D'autres à qui penser



Gaëlle, veuve de quarante ans, femme sérieuse et engagée, travaille auprès de jeunes enfants en situation familiale fragile. « Ses rides sont de jolis plis, des ondulations où nichent ses souvenirs. La signature de ses sourires. » Sa vie privée est habitée par le fantôme de Fabrice, l'époux aimant (trop ?) et possessif, disparu deux ans plus tôt dans un accident de voiture. Deuil difficile.
« Les amnésiques courent après leur passé, emplis d’un désert qu’ils ne supportent pas. Leur présent n’est pas un disque vierge qui permet de tout recommencer. Une deuxième vie pour décider en adulte, un leurre. Redémarrer en colimaçon autour du néant. Une horreur ». Mais Gaëlle se bat et refuse de s'enterrer.
Toujours fidèle, elle a l'exubérante et audacieuse Véronique, amie de toujours, qui la secoue et l'entraîne. Retrouvé depuis peu, presque par hasard, il y a Maxime, le compagnon de lutte perdu de vue à 22 ans. « Son nom, elle ne l’a jamais oublié. Son visage, elle tente de le reconstituer. Parcelle après parcelle. Un puzzle d’émotions. Son cœur vibre en dessinant le parcours de ses sourcils. Ils étaient sombres, barraient le bas de son front. Jamais, elle n’a réussi à percer les mystères qui se promenaient derrière les plis de son visage. Des plissements hercyniens, elle aurait dit qu’ils exprimaient ses révoltes. »
La fugace rencontre, via Internet, de Sylvain – « le rêve dans les tuyaux » pour rompre le vide inhabitable du deuil, parce que « la nuit libère. Tout est possible. La société est endormie. Plus personne pour surveiller, pour juger. » –, ne fut qu'une parenthèse agréable et rassurante.

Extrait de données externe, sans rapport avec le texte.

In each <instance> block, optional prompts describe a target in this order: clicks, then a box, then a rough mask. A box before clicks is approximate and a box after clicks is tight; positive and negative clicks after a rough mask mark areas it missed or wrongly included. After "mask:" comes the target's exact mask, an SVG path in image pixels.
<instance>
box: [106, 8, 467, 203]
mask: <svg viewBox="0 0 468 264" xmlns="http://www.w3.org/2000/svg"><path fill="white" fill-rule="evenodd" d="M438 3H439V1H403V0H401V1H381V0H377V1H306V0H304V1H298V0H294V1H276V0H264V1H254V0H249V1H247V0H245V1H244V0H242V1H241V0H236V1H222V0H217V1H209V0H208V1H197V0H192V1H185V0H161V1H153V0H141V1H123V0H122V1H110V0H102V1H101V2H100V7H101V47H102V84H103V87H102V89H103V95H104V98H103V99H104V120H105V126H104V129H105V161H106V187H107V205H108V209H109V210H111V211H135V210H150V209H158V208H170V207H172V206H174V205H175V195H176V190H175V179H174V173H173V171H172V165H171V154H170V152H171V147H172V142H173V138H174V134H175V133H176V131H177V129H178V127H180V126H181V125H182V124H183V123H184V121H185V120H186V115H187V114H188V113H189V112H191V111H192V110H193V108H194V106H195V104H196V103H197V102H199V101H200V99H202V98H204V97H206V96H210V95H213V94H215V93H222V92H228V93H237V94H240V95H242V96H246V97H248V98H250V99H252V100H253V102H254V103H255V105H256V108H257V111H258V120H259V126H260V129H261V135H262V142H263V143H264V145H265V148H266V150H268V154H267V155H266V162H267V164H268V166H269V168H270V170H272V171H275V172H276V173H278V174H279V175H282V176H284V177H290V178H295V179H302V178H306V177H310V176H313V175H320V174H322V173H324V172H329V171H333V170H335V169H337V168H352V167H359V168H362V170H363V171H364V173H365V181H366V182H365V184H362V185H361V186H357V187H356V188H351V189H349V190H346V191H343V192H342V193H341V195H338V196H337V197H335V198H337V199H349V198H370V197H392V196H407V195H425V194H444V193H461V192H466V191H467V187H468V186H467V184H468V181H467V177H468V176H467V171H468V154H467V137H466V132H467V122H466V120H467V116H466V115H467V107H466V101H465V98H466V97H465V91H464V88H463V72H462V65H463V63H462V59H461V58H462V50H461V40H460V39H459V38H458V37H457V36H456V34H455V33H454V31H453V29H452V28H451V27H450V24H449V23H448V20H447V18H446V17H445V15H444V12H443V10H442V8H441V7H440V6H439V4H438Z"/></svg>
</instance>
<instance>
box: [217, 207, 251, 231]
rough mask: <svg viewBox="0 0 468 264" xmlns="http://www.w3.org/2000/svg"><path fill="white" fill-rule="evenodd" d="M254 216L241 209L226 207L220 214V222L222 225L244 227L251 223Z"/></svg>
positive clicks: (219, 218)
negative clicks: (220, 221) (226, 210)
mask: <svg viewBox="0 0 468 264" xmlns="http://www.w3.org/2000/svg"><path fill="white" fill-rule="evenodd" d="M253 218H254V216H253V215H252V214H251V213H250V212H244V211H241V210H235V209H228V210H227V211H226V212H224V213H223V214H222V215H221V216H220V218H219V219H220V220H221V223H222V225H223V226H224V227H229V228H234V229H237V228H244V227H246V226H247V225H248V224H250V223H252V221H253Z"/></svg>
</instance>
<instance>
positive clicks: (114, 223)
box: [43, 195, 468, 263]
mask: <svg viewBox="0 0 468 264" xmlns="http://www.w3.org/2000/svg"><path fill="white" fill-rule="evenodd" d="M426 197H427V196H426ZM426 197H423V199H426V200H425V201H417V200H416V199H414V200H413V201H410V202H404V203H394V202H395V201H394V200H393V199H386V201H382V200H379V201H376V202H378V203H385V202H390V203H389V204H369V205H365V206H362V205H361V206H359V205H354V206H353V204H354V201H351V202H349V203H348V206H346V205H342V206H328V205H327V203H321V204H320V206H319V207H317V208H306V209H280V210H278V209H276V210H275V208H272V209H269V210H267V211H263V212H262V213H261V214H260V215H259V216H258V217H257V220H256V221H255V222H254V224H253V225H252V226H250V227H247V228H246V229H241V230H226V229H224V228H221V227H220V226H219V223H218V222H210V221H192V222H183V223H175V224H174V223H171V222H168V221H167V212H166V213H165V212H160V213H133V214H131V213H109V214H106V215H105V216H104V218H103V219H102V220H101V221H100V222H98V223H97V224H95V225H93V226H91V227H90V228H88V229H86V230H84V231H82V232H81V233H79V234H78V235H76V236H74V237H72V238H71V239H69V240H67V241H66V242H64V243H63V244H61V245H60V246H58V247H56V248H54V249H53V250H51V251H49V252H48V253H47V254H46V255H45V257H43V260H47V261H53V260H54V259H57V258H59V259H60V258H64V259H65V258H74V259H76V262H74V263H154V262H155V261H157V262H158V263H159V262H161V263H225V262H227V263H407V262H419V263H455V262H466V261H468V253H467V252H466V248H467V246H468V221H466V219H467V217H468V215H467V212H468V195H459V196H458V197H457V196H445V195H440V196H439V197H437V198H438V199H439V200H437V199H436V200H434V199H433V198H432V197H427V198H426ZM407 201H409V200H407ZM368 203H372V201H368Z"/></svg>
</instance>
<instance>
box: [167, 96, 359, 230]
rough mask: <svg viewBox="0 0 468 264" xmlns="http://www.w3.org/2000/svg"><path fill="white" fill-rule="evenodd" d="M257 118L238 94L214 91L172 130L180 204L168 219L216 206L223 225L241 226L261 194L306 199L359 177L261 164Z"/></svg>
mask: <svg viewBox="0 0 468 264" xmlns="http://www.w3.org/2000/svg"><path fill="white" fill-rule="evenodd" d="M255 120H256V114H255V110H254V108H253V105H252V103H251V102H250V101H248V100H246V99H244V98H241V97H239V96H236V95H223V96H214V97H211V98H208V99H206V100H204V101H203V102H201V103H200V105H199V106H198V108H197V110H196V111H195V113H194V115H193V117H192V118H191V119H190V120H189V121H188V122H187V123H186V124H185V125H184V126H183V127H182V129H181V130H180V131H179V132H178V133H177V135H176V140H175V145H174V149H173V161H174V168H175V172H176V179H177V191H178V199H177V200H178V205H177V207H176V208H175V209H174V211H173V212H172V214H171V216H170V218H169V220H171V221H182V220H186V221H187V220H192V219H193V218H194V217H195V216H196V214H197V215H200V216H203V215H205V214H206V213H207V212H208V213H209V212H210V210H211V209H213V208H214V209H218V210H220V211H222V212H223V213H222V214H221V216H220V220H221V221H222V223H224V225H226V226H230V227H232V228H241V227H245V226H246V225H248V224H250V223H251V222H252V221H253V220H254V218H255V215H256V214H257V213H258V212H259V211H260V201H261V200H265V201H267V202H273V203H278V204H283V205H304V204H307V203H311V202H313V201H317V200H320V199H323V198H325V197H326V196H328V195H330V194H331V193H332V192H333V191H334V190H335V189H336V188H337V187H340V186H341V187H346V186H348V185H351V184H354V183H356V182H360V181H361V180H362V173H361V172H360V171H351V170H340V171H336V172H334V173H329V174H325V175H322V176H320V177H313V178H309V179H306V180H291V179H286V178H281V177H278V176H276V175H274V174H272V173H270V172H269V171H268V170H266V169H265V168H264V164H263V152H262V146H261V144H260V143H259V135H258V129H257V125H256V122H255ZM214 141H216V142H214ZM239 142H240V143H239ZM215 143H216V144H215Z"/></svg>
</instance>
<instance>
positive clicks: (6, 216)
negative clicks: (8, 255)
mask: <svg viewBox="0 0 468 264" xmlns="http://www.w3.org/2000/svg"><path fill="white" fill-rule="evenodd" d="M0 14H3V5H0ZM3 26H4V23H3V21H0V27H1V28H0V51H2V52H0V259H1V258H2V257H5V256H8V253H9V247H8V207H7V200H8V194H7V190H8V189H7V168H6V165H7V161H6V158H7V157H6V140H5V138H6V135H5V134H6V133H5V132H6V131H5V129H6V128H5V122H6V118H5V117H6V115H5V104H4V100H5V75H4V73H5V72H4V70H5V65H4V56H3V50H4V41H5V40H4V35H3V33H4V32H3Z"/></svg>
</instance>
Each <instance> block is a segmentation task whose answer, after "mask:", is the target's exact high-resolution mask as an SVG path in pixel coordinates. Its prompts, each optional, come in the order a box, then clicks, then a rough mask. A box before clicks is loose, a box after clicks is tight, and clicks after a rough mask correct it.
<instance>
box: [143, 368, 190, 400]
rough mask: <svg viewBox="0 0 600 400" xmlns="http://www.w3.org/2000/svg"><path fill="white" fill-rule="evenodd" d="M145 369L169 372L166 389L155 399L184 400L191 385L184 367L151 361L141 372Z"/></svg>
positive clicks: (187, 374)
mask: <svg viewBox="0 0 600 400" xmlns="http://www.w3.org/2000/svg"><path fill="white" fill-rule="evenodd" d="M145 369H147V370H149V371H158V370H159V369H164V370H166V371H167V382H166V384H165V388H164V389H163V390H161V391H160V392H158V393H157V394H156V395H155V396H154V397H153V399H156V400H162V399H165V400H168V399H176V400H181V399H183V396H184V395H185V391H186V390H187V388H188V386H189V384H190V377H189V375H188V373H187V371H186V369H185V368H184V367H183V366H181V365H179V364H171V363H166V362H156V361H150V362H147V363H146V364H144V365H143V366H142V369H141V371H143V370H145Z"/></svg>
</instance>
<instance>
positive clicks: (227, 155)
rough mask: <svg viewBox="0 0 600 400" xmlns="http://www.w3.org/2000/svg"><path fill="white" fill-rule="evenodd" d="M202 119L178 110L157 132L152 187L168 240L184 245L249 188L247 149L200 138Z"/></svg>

Maxime, après avoir longtemps vogué sur les eaux de l'engagement politique, humanitaire et syndical – « Il a côtoyé tant de militants qu’il pourrait écrire le dictionnaire du parfait militant avec leurs motivations réelles, leurs fonctionnements, leurs richesses et leurs mesquineries, leurs réussites et leurs erreurs, leurs combats et leur générosité. Lui, le premier, il a couru d’engagement en engagement comme il l’a fait de femme en femme. » –, s'occupe aujourd'hui de jeunes en difficulté et participe, une soirée par semaine, à un groupe d'écoute de SDF. « Il a découvert le poids du silence. Celui qui emmure, qui crée des cloisons. Quand il y a trop de malheurs à dire, on ne dit plus, à quoi bon. Et parfois même, l’oubli protège. Certains ne savent même plus pourquoi et comment ils ont sombré. (...) Si souvent, on les a ramenés vers le bord d’une vie normale sans leur permettre de retrouver le nécessaire pour continuer un chemin possible, alors ils ont sombré de nouveau encore plus bas qu’avant comme celui qui augmente sa consommation après avoir arrêté des mois la cigarette. Addict, ils doivent l’être à la misère, voilà ce que parfois on leur dit. »
Depuis qu'il a quitté sa femme et son fils de quatre ans quelques années auparavant, il vit seul à Paris.

Dans une structure croisée, Gaëlle et Maxime, se racontent. Ils ont chacun leur histoire, leur fardeau mais tous deux travaillent pareillement dans le social, militants engagés au service « d’autres à qui penser ». Aujourd'hui, ils se retrouvent un soir par semaine auprès des SDF, vont ensemble au cinéma ou au restaurant. « Maxime prend la main de Gaëlle. Elles se parlent mieux qu’ils ne peuvent le faire. Le temps les aidera. » Enfin, tour à tour, ils se livrent jouant tantôt la franchise brute et émouvante tantôt l'omission pour garder toutes leurs chances de plaire et de séduire.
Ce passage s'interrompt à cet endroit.